If San Diego Mayor Bob Filner resigns amid mounting sexual harassment allegations, his former opponent, Republican Carl DeMaio, could look at the race, but would rob the GOP of a top congressional recruit.
San Diego Mayor Bob Filner, shown here during his time as a U.S. House Democrat, in Washington, May 6, 2008. (Photo by Charles Dharapak/AP)
In the wake of mounting sexual harassment allegations against San Diego Mayor Bob Filner, the former congressman is remaining defiant that he won’t step down.
Republicans see the flood of accusations against the newly elected Democratic mayor as not just a good news cycle for them, but believe it could help them in a neighboring congressional race that will be a top target for both parties in 2014.
The 52nd District takes in much of San Diego’s western suburbs and parts of the city. Last year, Democrat Scott Peters toppled longtime GOP Rep. Brian Bilbray. But Republicans have made the race a top priority, and have recruited moderate Republican Carl DeMaio, a former city councilman who lost to Filner last year. The openly gay businessman and government reform advocate spent over $3 million in that race and won portions of the city in the 52nd District.
Republicans and Democrats both privately admit that forcing Filner from office won’t be easy, even after damaging accusations continue to surface. On Monday, former supporters of Filner’s released details of his alleged sexual assault, including forcibly kissing two constituents and grabbing a staff member’s breasts. The mayor allegedly told two women their work would be better “if they worked without their panties on” and women coined phrases “the Filner headlock” and “the Filner dance” to describe the unwanted advances.
His alleged tawdry behavior has cost Filner his fiancee, too. After breaking their long engagement last week, Bronwyn Ingram said she caught Filner sending sexually explicit text messages to other women and making dates. And while she said she didn’t know if the new allegations are true, Ingram told KPBS on Sunday she believed Filner should step down.
Filner admitted last week to treating women on his staff badly and said he would seek professional help and apologize to women he may have offended, but he did not agree with the accusations made against him.
“I’m not going to resign, and here’s why,” Filner said in a statement. “As your elected mayor, I fully expect to be accountable to the citizens of San Diego for all of my actions. But as a citizen of this country, I also expect–and am entitled to–due process, and the opportunity to respond in a fair and impartial venue to specific allegations. I do not believe I am guilty of sexual harassment, and I believe a full presentation of the facts will vindicate me.”
But, as the calls for Filner to resign continue to grow, there’s also worry among Republicans that if he does step aside, or is removed from office, DeMaio could run in a special election and leave them without a recruit in the important Congressional race.
While Republicans don’t believe that will be DeMaio’s ultimate decision, several GOP sources admit the former mayoral candidate would likely consider a mayoral bid again.
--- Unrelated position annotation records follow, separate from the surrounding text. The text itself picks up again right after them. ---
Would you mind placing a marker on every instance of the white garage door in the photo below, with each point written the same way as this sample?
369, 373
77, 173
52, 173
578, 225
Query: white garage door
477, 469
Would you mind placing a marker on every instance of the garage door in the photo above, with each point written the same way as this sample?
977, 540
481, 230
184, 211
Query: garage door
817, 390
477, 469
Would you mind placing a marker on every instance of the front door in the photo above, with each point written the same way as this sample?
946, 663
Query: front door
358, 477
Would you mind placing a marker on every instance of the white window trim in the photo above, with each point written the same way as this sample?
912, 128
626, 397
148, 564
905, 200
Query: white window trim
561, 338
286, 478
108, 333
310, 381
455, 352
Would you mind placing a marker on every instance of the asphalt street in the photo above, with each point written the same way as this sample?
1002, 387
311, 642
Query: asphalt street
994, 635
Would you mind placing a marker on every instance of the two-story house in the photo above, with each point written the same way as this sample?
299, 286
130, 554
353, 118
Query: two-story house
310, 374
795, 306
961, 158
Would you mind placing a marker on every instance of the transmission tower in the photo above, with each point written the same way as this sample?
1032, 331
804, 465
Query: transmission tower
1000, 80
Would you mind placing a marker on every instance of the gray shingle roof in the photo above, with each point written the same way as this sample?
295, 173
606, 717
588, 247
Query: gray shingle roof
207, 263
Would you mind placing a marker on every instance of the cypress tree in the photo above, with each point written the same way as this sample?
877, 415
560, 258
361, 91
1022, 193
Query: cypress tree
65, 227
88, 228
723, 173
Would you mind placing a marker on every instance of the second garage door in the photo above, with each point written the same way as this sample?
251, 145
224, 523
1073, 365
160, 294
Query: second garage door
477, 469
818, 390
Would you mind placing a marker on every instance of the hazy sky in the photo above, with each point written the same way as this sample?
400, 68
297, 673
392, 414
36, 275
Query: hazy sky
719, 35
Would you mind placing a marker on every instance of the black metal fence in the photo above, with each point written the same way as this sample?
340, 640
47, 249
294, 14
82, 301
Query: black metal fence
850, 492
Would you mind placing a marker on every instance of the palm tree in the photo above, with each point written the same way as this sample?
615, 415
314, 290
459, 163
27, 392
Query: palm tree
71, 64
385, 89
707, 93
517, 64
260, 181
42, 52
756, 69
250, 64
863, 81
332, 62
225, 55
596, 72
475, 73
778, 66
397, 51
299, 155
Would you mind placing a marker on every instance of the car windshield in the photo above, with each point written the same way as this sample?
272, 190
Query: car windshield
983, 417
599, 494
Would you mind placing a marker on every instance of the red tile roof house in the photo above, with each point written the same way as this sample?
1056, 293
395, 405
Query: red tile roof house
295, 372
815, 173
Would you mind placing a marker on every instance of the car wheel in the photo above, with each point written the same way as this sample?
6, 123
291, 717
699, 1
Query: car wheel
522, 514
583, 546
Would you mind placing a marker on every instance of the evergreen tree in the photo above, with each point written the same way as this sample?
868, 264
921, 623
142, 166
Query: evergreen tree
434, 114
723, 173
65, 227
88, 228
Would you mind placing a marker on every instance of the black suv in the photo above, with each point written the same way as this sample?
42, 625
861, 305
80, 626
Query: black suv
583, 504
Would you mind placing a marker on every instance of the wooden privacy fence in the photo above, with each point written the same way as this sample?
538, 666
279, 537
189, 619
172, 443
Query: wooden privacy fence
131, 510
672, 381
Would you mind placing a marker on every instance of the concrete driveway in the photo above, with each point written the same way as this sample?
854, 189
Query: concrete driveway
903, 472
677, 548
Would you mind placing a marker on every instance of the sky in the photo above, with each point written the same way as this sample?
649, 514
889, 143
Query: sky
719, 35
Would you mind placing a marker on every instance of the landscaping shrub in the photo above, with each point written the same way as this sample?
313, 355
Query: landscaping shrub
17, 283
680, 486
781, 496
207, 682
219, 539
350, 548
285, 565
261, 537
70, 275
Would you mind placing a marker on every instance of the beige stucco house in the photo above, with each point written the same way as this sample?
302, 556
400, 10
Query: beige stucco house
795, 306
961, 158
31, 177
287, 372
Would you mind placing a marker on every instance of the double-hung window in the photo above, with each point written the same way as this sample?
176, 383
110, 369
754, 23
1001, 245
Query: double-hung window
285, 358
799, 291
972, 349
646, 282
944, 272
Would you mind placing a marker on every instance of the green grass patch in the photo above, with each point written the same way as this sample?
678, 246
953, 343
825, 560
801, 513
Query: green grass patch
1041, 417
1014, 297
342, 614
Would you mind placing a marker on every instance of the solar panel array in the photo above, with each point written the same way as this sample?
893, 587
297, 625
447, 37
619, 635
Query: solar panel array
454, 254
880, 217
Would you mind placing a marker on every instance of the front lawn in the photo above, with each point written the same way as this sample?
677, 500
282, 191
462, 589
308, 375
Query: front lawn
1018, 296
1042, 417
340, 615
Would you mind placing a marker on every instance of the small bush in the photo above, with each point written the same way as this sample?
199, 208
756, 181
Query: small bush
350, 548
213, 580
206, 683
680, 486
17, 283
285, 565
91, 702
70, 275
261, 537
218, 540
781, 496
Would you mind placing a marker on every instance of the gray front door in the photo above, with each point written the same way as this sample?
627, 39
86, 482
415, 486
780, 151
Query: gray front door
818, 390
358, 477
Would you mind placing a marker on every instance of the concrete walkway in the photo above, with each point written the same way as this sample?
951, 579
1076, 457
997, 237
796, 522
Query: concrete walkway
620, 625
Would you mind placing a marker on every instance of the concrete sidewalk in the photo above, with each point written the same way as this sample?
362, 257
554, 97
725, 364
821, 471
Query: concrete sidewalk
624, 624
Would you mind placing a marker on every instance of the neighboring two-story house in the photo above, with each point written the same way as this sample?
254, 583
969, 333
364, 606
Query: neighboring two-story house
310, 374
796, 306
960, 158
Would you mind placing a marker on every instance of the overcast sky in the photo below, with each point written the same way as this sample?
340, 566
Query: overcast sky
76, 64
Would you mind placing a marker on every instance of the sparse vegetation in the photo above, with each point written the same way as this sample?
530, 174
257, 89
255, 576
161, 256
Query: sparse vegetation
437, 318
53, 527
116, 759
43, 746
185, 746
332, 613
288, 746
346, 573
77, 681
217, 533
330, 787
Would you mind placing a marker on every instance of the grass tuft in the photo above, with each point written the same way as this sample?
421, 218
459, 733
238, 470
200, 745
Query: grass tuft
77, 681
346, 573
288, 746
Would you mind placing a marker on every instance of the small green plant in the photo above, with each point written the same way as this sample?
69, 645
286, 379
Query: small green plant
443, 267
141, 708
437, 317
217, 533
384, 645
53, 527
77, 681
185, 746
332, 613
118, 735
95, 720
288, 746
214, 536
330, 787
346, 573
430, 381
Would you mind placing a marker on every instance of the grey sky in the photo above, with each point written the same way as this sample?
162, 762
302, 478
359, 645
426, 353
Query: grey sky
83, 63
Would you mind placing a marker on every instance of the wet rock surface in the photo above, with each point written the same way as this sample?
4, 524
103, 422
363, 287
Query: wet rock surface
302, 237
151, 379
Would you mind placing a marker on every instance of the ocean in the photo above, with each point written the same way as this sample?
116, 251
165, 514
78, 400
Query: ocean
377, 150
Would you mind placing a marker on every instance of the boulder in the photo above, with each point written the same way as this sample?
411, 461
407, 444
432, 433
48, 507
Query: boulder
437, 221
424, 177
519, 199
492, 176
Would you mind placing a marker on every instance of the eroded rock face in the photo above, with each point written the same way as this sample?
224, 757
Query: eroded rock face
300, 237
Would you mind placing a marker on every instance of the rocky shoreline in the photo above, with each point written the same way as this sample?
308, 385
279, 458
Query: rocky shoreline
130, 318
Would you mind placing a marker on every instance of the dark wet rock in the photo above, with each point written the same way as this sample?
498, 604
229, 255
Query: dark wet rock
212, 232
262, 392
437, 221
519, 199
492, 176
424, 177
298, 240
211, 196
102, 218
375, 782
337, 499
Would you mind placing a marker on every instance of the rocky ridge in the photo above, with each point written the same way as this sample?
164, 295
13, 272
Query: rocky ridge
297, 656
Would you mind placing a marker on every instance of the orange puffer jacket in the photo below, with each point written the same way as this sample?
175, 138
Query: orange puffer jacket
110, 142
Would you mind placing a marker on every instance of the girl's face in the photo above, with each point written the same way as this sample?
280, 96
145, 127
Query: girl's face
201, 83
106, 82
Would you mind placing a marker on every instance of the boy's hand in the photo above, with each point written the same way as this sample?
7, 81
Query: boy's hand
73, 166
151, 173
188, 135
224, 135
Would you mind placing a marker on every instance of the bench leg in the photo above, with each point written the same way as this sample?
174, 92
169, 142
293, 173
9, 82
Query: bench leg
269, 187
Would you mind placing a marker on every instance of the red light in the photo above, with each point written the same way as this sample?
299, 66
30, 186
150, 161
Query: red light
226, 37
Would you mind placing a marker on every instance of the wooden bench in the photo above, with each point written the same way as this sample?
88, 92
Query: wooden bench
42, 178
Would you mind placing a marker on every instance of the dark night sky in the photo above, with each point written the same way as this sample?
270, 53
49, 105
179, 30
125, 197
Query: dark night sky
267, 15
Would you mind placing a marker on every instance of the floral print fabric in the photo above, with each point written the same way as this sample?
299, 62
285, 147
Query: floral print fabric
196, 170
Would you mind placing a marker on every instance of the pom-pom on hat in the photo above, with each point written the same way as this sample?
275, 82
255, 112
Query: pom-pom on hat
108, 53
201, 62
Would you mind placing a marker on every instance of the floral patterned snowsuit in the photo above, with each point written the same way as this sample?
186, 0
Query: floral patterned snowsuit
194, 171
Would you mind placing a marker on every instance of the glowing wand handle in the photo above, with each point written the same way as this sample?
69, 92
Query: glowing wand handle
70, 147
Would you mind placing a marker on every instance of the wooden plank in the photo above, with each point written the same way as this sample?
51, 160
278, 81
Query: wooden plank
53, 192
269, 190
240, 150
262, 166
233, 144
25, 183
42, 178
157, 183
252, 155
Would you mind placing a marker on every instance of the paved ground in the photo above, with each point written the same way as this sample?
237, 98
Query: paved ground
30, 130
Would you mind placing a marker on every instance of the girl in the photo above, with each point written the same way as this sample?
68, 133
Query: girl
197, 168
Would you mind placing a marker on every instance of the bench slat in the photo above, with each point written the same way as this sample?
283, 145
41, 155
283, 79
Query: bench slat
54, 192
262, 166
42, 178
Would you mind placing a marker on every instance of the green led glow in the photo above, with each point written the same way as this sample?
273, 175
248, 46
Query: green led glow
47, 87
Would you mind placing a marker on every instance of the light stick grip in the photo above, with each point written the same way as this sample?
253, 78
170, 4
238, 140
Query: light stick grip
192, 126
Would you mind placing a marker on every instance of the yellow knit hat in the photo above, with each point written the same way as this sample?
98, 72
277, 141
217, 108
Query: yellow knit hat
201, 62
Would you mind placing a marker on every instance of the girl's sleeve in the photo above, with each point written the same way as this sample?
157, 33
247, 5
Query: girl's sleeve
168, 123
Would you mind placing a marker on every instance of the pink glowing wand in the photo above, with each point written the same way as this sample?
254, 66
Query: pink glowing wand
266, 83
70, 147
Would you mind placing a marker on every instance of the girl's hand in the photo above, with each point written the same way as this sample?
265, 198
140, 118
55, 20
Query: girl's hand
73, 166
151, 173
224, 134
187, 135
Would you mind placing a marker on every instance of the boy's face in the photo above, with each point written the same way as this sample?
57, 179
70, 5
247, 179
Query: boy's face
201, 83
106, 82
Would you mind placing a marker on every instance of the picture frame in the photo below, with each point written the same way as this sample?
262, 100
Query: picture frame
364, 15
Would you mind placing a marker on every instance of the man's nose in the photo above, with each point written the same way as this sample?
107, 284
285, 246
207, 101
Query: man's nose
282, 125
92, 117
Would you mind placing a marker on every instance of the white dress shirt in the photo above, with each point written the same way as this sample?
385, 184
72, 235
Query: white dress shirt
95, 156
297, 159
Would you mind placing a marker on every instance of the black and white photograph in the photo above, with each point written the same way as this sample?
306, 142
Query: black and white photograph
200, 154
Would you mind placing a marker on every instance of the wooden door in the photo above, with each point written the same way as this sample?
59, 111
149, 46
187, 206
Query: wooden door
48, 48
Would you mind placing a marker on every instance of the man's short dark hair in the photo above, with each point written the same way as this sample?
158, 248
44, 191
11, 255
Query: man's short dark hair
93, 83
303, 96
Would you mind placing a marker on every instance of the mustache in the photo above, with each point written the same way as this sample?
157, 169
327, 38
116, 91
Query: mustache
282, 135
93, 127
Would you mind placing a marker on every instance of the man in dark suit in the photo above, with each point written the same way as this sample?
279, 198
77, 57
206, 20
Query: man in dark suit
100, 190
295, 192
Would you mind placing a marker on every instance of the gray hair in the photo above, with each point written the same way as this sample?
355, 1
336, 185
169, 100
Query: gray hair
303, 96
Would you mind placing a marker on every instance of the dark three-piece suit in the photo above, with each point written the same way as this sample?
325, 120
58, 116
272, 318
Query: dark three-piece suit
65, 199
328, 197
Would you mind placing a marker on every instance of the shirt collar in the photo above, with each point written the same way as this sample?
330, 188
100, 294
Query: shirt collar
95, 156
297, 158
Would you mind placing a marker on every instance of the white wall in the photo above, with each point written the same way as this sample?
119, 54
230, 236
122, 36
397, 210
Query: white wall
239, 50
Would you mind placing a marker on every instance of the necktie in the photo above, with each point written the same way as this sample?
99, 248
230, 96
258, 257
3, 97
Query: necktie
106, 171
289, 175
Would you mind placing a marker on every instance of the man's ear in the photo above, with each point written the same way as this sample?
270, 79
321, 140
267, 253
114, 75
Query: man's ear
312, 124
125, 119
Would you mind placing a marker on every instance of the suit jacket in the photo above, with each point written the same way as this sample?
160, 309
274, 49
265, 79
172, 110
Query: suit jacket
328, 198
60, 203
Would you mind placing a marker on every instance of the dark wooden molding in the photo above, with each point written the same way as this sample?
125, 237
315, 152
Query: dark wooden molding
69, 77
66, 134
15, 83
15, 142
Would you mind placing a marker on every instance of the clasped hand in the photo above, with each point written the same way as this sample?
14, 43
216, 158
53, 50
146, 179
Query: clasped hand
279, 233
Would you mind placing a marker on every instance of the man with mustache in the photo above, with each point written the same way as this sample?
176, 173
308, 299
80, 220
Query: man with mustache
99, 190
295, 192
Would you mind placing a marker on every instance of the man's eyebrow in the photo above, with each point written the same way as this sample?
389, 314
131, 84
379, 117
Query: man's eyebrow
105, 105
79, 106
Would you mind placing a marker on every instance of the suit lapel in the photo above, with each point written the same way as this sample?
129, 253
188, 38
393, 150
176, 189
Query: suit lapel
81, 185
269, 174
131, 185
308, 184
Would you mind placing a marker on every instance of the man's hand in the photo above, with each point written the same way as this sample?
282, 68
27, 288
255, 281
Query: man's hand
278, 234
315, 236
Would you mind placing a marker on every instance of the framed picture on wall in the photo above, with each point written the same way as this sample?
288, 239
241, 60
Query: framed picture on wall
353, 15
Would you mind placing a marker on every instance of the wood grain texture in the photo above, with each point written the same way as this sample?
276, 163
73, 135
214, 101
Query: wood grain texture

The 52nd District went 52% for President Obama in 2012, and both public and private polls have already shown a close race brewing between Filner and Peters. DeMaio reported raising $483,000 in the first month of his campaign, while Peters raised $362,000 over the past three months for the quarter.
DeMaio said in a statement last week he “appreciate[d] the emails and calls” he had received from supporters in the wake of the controversy surrounding Filner and that he was “listening.” But he stopped short of saying he would be interested in a vacancy. DeMaio said the “evidence [was] mounting that Bob Filner is simply incapable of leading our city” and that “San Diego deserves better.”
While DeMaio may look closely at the contest, Republicans also believe the mayor will continue to be adamant in his refusal to step aside. There’s no impeachment procedure, and the recall threshold is high. To begin the process, petitioners would have to collect nearly 102,000 ballot signatures in 39 days, and really would need about 130,000 signatures to make sure enough were valid.
Republicans don’t want to overplay their hand, though, and local leaders say they are content to let the bad headlines play out. Democrats have pushed back, and say they won’t let Republicans hang the Filner scandal around Peters’ neck. But national Republicans have been eager to hit Peters for not calling on Filner to resign, after fellow Democratic Rep. Susan Davis was one of the first to call for him to step down.
On Monday, though, Peters issued a statement saying he had called Filner on Friday to discuss the allegations and left him a voicemail asking him to step down. After never hearing back from the mayor, he publicly issued a call for his resignation.
“Apart from these legal questions, the pain and humiliation these women have suffered is undeniable and inexcusable, and these women, who did nothing wrong, have my full support,” said Peters. “If the Mayor truly cares about the causes he has so long and effectively championed…then he needs to step aside and let someone without this tremendous cloud hanging above him take the City’s reins.”